Another Martin Luther King Jr. federal holiday, another tone-deaf tweet incorrectly co-opting the civil rights icon’s famous words.
In what has all but become a tried and true American tradition, the NFL on Monday showed itself to be one of the most recent white entities to espouse Dr. King’s verbal brilliance while at the same time failing to grasp the true meaning of his words.
Fresh off an exciting weekend of playoffs games, the association of professional football teams inexplicably decided it would be a good idea to observe the holiday by tweeting the following eight words Dr. King wrote nearly 58 years ago: “Injustice anywhere is a threat to justice everywhere.”
That quote, of course, stands the test of time … unless you’re the NFL, which not so long ago blacklisted a player from being in the league because of his silent protest against police violence, racism and what is many times the deadly combination of the two.
With that truth in mind, the NFL had absolutely no business co-opting MLK’s words that were actually in favor of the kind of protest started by Colin Kaepernick, who last played in the NFL in 2016 — the same year he began kneeling during the playing of the national anthem.
It would take more than four years later for the NFL to admit that Kaepernick did nothing to deserve being excommunicated from the league — even if the NFL did not exactly admit it that way. After George Floyd was killed, the NFL finally found some semblance of religion and issued a statement mourning the police killing. But what was missing from that statement was any mention of the employment consequences an NFL player could face for peacefully protesting anti-Black violence.
Fast-forward a little more than seven months later and the NFL tweets MLK’s quote with no context.
The NFL’s tweet came as other people and groups who have historically not had Black people’s best interest at heart also co-opted MLK’s words in a purported attempt at rewriting their own histories.
The NFL’s tweet came exactly one year after the FBI tried a similarly tone-deaf stunt.
The same law enforcement agency for the U.S. government that used controversial surveillance programs like COINTELPRO to spy on Martin Luther King Jr. apparently decided that the best way to celebrate the civil rights icon’s enduring legacy of social justice on the federal holiday named for him was by trying to use the good reverend doctor’s own words in vain.
“Today, the FBI honors the life and work of the Reverend Dr. Martin Luther King, Jr.,” the FBI tweeted on Jan. 20, 2020. “A quote from Dr. King is etched in stone at the FBI Academy’s reflection garden in Quantico as a reminder to all students and FBI employees: ‘The time is always right to do what is right.’ #MLKDay”
For perspective, the FBI “began monitoring Martin Luther King, Jr., in December 1955, during his involvement with the Montgomery bus boycott, and engaged in covert operations against him throughout the 1960s. FBI director J. Edgar Hoover was personally hostile toward King, believing that the civil rights leader was influenced by Communists,” the Martin Luther King, Jr. Research and Education Institute says on its website.

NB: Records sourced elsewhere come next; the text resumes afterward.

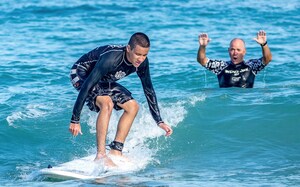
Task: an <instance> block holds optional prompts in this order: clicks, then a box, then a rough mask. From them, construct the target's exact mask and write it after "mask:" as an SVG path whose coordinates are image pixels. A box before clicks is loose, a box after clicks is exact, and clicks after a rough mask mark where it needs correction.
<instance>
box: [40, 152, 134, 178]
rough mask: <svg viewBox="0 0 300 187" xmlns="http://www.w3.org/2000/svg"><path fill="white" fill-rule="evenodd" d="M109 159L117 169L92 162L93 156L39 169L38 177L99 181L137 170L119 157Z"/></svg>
mask: <svg viewBox="0 0 300 187" xmlns="http://www.w3.org/2000/svg"><path fill="white" fill-rule="evenodd" d="M110 158H111V159H112V160H113V162H114V163H115V164H116V165H117V167H112V168H109V167H107V166H104V164H103V162H101V161H98V162H97V161H96V162H95V161H94V155H92V156H87V157H84V158H80V159H75V160H72V161H70V162H66V163H63V164H60V165H58V166H53V167H52V166H51V167H48V168H44V169H41V170H40V171H39V175H40V176H42V177H43V178H44V179H55V180H69V179H83V180H89V179H100V178H104V177H108V176H112V175H120V174H125V173H128V172H132V171H135V170H136V169H138V168H137V167H136V165H135V164H134V163H132V162H130V161H128V160H127V159H124V158H121V157H112V156H110Z"/></svg>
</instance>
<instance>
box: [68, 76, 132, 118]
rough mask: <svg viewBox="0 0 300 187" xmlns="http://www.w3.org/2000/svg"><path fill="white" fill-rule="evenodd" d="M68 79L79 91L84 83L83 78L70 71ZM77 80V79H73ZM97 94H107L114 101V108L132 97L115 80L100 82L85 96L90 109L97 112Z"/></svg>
mask: <svg viewBox="0 0 300 187" xmlns="http://www.w3.org/2000/svg"><path fill="white" fill-rule="evenodd" d="M70 79H71V83H72V85H73V87H74V88H75V89H76V90H77V91H80V88H81V86H82V84H83V83H84V79H82V78H80V76H78V75H76V74H74V73H72V71H71V74H70ZM74 80H77V81H74ZM97 96H109V97H110V98H111V100H112V102H113V103H114V109H115V110H121V109H122V108H121V107H119V106H118V105H117V103H119V104H124V103H126V102H127V101H129V100H132V99H133V97H132V95H131V92H130V91H129V90H127V89H126V88H125V87H124V86H122V85H120V84H118V83H116V82H100V83H98V84H97V85H96V86H94V88H93V89H92V91H90V93H89V95H88V96H87V98H86V101H85V102H86V105H87V106H88V107H89V109H90V110H91V111H95V112H99V111H100V108H99V107H98V106H97V105H96V98H97Z"/></svg>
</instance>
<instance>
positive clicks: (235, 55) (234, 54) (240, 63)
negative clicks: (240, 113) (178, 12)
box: [197, 30, 272, 88]
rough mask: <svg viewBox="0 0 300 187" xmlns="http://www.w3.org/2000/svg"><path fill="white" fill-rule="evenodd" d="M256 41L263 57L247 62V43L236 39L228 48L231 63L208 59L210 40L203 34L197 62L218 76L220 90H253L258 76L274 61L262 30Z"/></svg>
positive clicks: (240, 39) (197, 58) (198, 54)
mask: <svg viewBox="0 0 300 187" xmlns="http://www.w3.org/2000/svg"><path fill="white" fill-rule="evenodd" d="M254 40H255V41H256V42H257V43H258V44H259V45H260V46H261V49H262V55H263V56H262V57H261V58H259V59H251V60H248V61H245V60H244V56H245V54H246V47H245V42H244V40H242V39H240V38H234V39H233V40H231V42H230V46H229V48H228V53H229V56H230V61H223V60H211V59H209V58H207V57H206V46H207V45H208V43H209V42H210V38H209V37H208V34H207V33H201V34H200V35H199V44H200V46H199V50H198V55H197V61H198V62H199V63H200V64H201V65H202V66H204V67H205V68H206V69H208V70H209V71H212V72H213V73H215V74H216V75H217V77H218V81H219V86H220V88H226V87H241V88H253V85H254V80H255V76H256V74H257V73H258V72H259V71H261V70H262V69H264V67H265V66H266V65H268V64H269V62H270V61H271V60H272V54H271V51H270V48H269V46H268V42H267V36H266V32H265V31H263V30H260V31H259V32H258V33H257V36H256V38H254Z"/></svg>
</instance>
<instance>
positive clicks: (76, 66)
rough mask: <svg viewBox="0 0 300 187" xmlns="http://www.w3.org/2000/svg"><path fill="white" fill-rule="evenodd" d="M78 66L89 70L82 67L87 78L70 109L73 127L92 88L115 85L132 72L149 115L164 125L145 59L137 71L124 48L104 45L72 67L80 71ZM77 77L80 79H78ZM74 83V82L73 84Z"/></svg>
mask: <svg viewBox="0 0 300 187" xmlns="http://www.w3.org/2000/svg"><path fill="white" fill-rule="evenodd" d="M80 62H86V63H87V62H88V64H89V67H88V69H86V67H83V66H81V68H82V69H85V71H80V72H87V73H86V75H81V76H85V77H87V78H86V80H85V81H84V83H83V84H82V86H81V88H80V92H79V94H78V97H77V100H76V102H75V105H74V108H73V115H72V118H71V122H72V123H79V121H80V113H81V111H82V108H83V105H84V102H85V100H86V98H87V97H88V95H89V92H90V91H91V90H92V89H93V88H94V86H95V85H96V84H98V83H101V82H115V81H118V80H120V79H122V78H124V77H126V76H128V75H130V74H131V73H133V72H137V74H138V76H139V78H140V80H141V82H142V86H143V90H144V93H145V96H146V99H147V102H148V105H149V109H150V113H151V115H152V117H153V119H154V120H155V122H156V123H157V124H159V123H161V122H163V121H162V119H161V116H160V112H159V108H158V103H157V98H156V94H155V91H154V89H153V85H152V82H151V77H150V70H149V61H148V58H146V59H145V61H144V62H143V63H142V64H141V65H140V66H139V67H138V68H136V67H134V66H133V65H132V64H131V63H130V62H128V60H127V59H126V47H125V46H117V45H107V46H102V47H98V48H96V49H94V50H92V51H90V52H89V53H87V54H85V55H83V56H82V57H81V58H80V59H79V60H78V61H77V62H76V63H75V64H74V66H73V68H72V70H71V71H74V68H79V69H80V67H77V66H80ZM79 76H80V75H79ZM72 82H73V81H72ZM73 84H74V83H73Z"/></svg>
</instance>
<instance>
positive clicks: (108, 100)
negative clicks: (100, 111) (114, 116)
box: [96, 96, 114, 111]
mask: <svg viewBox="0 0 300 187" xmlns="http://www.w3.org/2000/svg"><path fill="white" fill-rule="evenodd" d="M96 104H97V106H98V107H99V108H100V110H102V111H103V110H108V111H112V110H113V108H114V103H113V102H112V100H111V98H110V97H109V96H98V97H97V98H96Z"/></svg>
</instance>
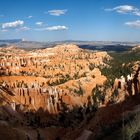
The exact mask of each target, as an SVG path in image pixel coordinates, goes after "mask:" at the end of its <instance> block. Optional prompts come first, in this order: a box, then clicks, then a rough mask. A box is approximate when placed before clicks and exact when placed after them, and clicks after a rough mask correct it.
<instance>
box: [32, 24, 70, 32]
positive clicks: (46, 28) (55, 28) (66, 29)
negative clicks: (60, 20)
mask: <svg viewBox="0 0 140 140" xmlns="http://www.w3.org/2000/svg"><path fill="white" fill-rule="evenodd" d="M67 29H68V27H66V26H61V25H58V26H50V27H46V28H38V29H35V30H36V31H59V30H67Z"/></svg>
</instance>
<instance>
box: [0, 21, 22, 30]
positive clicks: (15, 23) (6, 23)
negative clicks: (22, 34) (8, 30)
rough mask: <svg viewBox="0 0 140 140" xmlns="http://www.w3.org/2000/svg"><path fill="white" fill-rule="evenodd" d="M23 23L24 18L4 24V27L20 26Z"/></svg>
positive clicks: (13, 26)
mask: <svg viewBox="0 0 140 140" xmlns="http://www.w3.org/2000/svg"><path fill="white" fill-rule="evenodd" d="M23 24H24V21H22V20H17V21H14V22H7V23H3V24H2V29H6V28H17V27H19V26H22V25H23Z"/></svg>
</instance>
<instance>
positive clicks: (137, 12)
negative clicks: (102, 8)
mask: <svg viewBox="0 0 140 140" xmlns="http://www.w3.org/2000/svg"><path fill="white" fill-rule="evenodd" d="M105 11H116V12H117V13H121V14H132V15H136V16H140V9H138V8H136V7H134V6H131V5H120V6H117V7H114V8H111V9H105Z"/></svg>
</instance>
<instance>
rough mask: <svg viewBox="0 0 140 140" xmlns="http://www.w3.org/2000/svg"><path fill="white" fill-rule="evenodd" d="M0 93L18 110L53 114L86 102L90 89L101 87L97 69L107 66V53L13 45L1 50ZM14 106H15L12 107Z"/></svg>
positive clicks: (100, 72) (107, 56) (98, 70)
mask: <svg viewBox="0 0 140 140" xmlns="http://www.w3.org/2000/svg"><path fill="white" fill-rule="evenodd" d="M0 54H1V55H0V58H1V59H0V69H1V71H0V73H1V78H0V83H1V86H2V88H6V89H5V91H4V90H3V89H2V90H1V92H4V93H3V94H5V92H6V90H8V91H9V90H10V91H11V92H12V93H13V94H14V96H10V95H9V94H8V92H7V94H5V95H7V96H5V100H7V99H8V101H7V103H9V104H12V103H15V104H16V106H19V108H20V109H22V110H24V111H27V110H34V111H37V110H38V109H40V108H42V109H43V110H44V111H48V112H49V113H52V114H57V113H58V112H60V111H61V110H62V109H63V106H64V104H65V105H66V106H67V107H68V108H69V109H72V108H73V107H74V106H83V105H84V104H85V105H86V104H87V103H88V99H87V98H88V96H91V92H92V89H93V88H94V87H95V86H96V85H97V84H98V85H103V84H104V82H105V81H106V77H105V76H103V75H102V74H101V72H100V70H99V69H98V68H97V67H98V66H101V67H105V66H107V65H106V64H105V63H104V60H110V59H111V57H110V56H109V55H108V54H107V52H89V51H86V50H83V49H80V48H79V47H78V46H76V45H73V44H63V45H57V46H55V47H53V48H47V49H38V50H33V51H25V50H22V49H18V48H16V47H15V46H9V47H7V48H2V49H0ZM12 105H13V106H14V104H12Z"/></svg>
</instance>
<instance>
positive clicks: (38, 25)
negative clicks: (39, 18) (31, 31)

The FBI got then-Attorney General Robert Kennedy to approve wiretapping King’s phones in 1963 — the same year he gave his timeless “I Have A Dream Speech” and the feds called him “the most dangerous and effective Negro leader in the country.”
One year later, Hoover called King the “most notorious liar in the country.” The FBI even sent King a letter urging him to kill himself amid unfounded allegations of improprieties and insisted that the American public would soon recognize him as “an evil, abnormal beast.”
Not to be outdone, Vice President Mike Pence in 2019 used the federal holiday to compare Donald Trump to Dr. King, offering the falsest of equivalences when he said “both inspired us to change.”
That same year, then-White House Press Secretary Sarah Huckabee Sanders came under fire for her tweeting that King was “a great American who gave his life to right the wrong of racial inequality.” Critics noted that was a kind way of saying he was murdered by a white supremacist.